The intervention consists of a comprehensive social and emotional learning curriculum, referred to as ROBUST. ROBUST fosters competencies in social relationships, emotional regulation, problem solving, and growth mindset. This new curriculum is accompanied by teacher training in how to implement it. The training also includes sections on how teachers can use components of ROBUST in ordinary school subjects. The teachers of the classes in the intervention group were expected to work with the curriculum for at least one hour every week.

Experimental Design

We will investigate effects of ROBUST in an RCT with at least 100 participating eighth-grade teachers and their classrooms in Rogaland. In medium and large municipalities, most middle schools have at least two classes for each cohort, and six classes is common. We conduct a two-arm RCT with implementation and process evaluation. We randomly select half of the eighth-grade teachers (and their classrooms) at each school to be treated (randomization at the classroom level within each school). Treated teachers receive the teacher training and implement the ROBUST curriculum with their eight-graders. We assess the children in treated and control prior to intervention in August 2020 (T1), post intervention in June 2021 (T2), and in a one-year follow-up in June 2022 (T3). During treatment implementation the teachers in the control group continue as before. However, in order to encourage participation and commitment to the field experiment, the control group receive the same teacher training two years later (a phase-in RCT). Importantly, extensive measures will be taken to reduce contamination from treated to control classrooms.

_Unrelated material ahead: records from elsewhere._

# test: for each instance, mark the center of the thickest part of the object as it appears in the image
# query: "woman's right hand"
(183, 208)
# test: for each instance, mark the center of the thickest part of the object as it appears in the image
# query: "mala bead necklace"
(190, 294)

The RCT design is supported by a process evaluation investigating the relationship between the quality of implementation, the context of the intervention and the main trial outcomes. The Implementation Process Evaluation framework (Humphrey et al. 2016) guides this process evaluation. A survey and interview approach includes assessment of all key functions: context, the eight dimensions of implementation, and mechanisms of impact. Key sources of IPE data are implementers (teachers), and intervention participants (students) and document analysis (teacher's course assignment).

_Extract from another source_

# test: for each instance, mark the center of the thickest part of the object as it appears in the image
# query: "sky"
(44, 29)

Results and Policy Implications

First publication is expected in the fall 2022.

About Synapse Lab

UiS Synapse Lab develops and investigates interventions for promoting motivation and learning in education and work life. The fields of the most active researchers in the Lab are education, economics of education, labor economics, psychology and public health. In most of our research projects, we work across disciplines.